I’ve seen her,
but she hasn’t been back in a while, Lori says.
The mantle of mutinous leaves and stems
is a reflection of the blazing passion of spring.
I want to keep my heart that way,
recalling a wistful sentiment
of past innocence.
So many changes happen when we fall in love.
Our days are filled with passions, supplicating our lover
for more love, more,
and as years pass the vine leaves
of our well-gardened soul chill
like beggars’ rusty-edged cups
rattling against deserted-street curbs.
I toss crumbs to sparrows beneath the apple tree,
thinking of
the great concrete and iron baseball stadium in Wisconsin,
how Lori and her family took Gabe and me
to see the Brewers play,
a magical evening
of uniform composition,
from the white-chalked lines, to umpires, to players’ uniforms,
to the broad vista of infield and outfield clipped grass
beautiful as a bride and groom before the preacher taking vows,
the scoreboard, cheers and moans of the crowd,
hotdog hawkers and beer caterers,
me imagining
Little League kids whacking that ball,
skittering around bases—
game days
that’ll never be forgotten,
just as acrobatic marvels on the monkey bars and swingsets
or that first time upturned in a canoe at the lake,
fun times
that transcend all our adult worries and broken pledges,
experiences that tune our souls
to a poetry humming, hound-howling our lives
at the moon;
how our lives fill the empty nest of each day,
brim it with mottled-egg dreams of our naive childhood
that ripen our lips like long-ago first kisses,
reddening as the years gray and wither,
and aged twigs begin to fall from the nest.
IT’S AN EASY MORNING
In the overcast sky, in those clouds
that hang over the Sandia Mountains,
a sax blows notes like raindrippings
from pine needles, darkening boulders
reminiscent of medieval churches
with worn tapestries, shimmering blue
glass altar objects, feathery
designs in the altar stonework,
making me think of loves I’ve lost,
loves who committed suicide—
in solemn procession through my memories
cloaked parishioners under hypnosis
carrying broken hearts to outside grottos
where the Virgin Mary smiles
out on field birds
and livestock sluggishly wakening at dawn.

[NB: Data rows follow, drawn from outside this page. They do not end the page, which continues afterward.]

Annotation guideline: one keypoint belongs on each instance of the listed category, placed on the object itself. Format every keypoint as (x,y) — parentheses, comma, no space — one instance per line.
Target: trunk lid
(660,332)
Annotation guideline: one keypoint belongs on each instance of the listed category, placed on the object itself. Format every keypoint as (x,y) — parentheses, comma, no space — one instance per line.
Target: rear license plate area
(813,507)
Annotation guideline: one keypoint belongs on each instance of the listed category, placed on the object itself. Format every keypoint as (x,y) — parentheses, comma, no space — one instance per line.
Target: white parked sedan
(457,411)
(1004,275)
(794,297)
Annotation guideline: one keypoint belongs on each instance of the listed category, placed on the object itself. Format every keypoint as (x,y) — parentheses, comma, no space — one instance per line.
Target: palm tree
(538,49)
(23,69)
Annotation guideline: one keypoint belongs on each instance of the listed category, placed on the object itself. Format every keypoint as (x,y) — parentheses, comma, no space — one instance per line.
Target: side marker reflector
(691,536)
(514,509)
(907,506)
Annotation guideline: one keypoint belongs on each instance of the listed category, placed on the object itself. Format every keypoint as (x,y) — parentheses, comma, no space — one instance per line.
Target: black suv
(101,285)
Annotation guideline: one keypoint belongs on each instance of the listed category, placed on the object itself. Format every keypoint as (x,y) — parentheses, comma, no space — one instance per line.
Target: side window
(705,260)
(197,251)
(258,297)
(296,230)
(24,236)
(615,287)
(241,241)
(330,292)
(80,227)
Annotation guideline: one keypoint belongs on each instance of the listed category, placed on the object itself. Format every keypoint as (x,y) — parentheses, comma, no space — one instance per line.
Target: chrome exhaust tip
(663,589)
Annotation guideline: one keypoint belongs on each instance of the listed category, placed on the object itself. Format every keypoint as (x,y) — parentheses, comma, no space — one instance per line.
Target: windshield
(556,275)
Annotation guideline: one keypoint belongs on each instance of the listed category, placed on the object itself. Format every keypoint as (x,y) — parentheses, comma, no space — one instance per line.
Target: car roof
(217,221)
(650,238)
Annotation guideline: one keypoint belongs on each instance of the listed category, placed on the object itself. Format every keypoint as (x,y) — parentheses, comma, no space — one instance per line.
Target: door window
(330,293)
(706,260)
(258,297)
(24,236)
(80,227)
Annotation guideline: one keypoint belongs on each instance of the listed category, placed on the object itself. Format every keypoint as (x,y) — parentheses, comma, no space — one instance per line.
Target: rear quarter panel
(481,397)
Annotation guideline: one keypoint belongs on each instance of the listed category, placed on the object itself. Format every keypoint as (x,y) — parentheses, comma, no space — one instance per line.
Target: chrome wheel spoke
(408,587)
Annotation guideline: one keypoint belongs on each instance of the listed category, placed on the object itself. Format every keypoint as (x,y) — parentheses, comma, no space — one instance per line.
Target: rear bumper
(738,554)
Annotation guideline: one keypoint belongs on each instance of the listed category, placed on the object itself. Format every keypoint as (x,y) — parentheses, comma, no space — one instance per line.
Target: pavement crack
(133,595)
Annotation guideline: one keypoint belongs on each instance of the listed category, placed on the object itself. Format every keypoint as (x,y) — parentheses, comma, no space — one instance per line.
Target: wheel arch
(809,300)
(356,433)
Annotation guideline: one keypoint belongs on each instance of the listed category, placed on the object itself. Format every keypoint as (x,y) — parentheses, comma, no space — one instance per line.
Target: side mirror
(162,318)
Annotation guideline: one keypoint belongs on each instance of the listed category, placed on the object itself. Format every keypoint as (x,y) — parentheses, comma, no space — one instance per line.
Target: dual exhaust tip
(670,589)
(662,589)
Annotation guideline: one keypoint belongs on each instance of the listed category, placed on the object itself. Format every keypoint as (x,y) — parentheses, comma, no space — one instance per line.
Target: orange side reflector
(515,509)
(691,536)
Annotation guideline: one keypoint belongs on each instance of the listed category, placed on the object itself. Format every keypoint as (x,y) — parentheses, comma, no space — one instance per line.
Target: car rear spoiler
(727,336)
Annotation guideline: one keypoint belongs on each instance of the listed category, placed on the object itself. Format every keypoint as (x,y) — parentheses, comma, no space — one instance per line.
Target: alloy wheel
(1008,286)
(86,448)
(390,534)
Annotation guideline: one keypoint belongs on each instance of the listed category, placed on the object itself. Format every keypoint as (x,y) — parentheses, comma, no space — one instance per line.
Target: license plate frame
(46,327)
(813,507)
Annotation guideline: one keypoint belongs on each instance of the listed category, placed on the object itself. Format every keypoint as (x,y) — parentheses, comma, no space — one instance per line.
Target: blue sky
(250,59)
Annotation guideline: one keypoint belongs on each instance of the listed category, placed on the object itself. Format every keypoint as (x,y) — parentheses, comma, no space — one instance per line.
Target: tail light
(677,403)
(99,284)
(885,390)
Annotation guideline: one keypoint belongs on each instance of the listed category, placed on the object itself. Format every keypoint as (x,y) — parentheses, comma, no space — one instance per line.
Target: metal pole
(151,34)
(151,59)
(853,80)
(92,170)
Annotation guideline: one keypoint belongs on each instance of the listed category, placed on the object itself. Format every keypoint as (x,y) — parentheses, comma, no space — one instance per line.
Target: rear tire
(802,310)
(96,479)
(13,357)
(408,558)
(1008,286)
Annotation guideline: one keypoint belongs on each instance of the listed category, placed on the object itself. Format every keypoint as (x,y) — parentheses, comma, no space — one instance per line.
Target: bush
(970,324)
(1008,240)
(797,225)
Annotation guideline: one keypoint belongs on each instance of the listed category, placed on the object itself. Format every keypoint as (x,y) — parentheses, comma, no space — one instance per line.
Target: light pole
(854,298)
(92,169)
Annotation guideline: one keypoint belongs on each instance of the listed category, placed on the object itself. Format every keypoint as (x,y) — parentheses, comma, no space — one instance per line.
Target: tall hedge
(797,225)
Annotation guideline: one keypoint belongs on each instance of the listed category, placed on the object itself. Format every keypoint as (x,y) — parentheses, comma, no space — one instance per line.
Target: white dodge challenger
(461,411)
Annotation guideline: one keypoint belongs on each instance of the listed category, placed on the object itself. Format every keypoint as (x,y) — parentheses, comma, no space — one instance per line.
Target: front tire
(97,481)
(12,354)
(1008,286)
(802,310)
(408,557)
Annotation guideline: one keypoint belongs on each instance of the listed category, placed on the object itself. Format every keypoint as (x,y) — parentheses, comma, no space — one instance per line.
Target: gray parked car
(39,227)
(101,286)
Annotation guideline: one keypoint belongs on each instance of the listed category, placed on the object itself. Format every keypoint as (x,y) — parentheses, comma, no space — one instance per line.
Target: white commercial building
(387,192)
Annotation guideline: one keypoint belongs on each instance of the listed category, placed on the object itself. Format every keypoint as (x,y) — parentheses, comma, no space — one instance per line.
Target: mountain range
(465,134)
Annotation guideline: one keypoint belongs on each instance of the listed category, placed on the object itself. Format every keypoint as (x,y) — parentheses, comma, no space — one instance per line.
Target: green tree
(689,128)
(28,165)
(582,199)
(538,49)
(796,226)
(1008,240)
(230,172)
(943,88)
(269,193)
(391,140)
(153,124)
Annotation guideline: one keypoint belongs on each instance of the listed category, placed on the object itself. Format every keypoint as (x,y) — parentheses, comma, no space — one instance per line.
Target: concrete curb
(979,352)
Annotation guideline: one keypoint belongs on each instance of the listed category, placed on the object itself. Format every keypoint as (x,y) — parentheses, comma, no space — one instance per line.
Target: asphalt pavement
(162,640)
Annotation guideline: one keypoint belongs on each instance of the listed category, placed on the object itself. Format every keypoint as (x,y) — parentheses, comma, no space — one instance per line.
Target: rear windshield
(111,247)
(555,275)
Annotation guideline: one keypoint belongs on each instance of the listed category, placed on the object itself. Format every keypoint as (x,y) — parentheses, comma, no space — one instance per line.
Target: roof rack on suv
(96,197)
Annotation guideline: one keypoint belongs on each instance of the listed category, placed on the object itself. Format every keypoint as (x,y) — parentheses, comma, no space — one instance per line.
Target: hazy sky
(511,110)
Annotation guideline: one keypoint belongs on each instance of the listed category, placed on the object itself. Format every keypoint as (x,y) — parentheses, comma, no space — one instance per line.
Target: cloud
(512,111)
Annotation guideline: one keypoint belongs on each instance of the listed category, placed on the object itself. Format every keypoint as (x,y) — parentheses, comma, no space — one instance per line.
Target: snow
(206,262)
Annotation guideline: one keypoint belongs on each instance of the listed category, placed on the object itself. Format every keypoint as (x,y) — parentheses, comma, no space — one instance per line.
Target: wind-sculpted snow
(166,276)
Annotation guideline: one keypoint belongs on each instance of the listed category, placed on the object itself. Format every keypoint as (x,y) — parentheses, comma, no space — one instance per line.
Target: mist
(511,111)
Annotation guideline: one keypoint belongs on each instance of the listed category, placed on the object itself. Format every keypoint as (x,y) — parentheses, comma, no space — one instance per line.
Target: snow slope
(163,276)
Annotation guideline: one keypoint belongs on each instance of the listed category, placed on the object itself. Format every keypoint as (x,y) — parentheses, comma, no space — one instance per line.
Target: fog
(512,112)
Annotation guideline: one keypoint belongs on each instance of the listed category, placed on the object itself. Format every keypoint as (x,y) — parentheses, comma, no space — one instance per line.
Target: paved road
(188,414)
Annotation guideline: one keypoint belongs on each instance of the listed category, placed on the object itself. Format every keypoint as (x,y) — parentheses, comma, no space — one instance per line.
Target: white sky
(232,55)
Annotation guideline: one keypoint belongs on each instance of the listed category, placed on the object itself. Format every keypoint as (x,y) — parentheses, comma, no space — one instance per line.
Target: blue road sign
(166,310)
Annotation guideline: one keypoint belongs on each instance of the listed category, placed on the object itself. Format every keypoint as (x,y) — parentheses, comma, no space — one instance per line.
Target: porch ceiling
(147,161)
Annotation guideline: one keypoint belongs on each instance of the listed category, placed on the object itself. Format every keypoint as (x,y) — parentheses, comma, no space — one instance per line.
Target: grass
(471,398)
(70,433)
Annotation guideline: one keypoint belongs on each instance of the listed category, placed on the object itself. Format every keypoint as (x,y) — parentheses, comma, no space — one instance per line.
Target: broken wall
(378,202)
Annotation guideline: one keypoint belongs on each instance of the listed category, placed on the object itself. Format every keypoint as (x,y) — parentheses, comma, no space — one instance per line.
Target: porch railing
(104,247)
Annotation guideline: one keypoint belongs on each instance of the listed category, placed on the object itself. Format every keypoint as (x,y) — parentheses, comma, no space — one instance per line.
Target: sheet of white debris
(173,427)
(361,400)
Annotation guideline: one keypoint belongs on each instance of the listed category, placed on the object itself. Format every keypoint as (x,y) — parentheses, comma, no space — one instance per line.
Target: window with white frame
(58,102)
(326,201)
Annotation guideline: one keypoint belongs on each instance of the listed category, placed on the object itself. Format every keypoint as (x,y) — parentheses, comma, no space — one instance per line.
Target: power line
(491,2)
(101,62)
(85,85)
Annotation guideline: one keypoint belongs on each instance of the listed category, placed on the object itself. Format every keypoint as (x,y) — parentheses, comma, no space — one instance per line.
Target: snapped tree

I praise short lives, and believe
their souls blend into the gray
Rio Grande, coursing between broad,
hefty cottonwoods that crowd the banks,
emptying into the ocean
where I hear them whisper
when I walk the beach,
what my expectations are,
asking if I’ve changed,
do I believe in God,
ebbs and tides of their voices
irreplaceably etched in my bones,
exhorting me to write
as real as the sand my feet print.
SOMETIMES I LONG FOR
THE SWEET MADNESS
The mystery that would spiral
my soul into a seashell
some seafaring explorer
would blow in his coming,
his arrival, his company,
his joy, his discovery.
I carry myself out in winter light
hoping music of any kind finds me,
leads me into its song,
just a note scored on paper
some child somewhere
in some faraway country
cries out at sunrise.
I MOVE THROUGH
the day in a fog, realizing
unless my fingers touch something
I’m lost. Unless I pick up a scent of coffee
or my eye catches the honeysuckle tendril blossom
swaying softly by the outside gate, my life
rattles hollow and haltingly.
I’m used to
passionate engagement, not this boredom.
Even my dog has slowed; how he used to
wander, thrashing out fowl from fields,
barking robustly, blue flames spiraling
from his ears and short tail:
he’s a bird dog in a rabbit world,
and his age is starting to show in his lazy,
closing eyelids, in the way he muses
whether he should rise when I come out
with his food. Could it be this suburb we live in?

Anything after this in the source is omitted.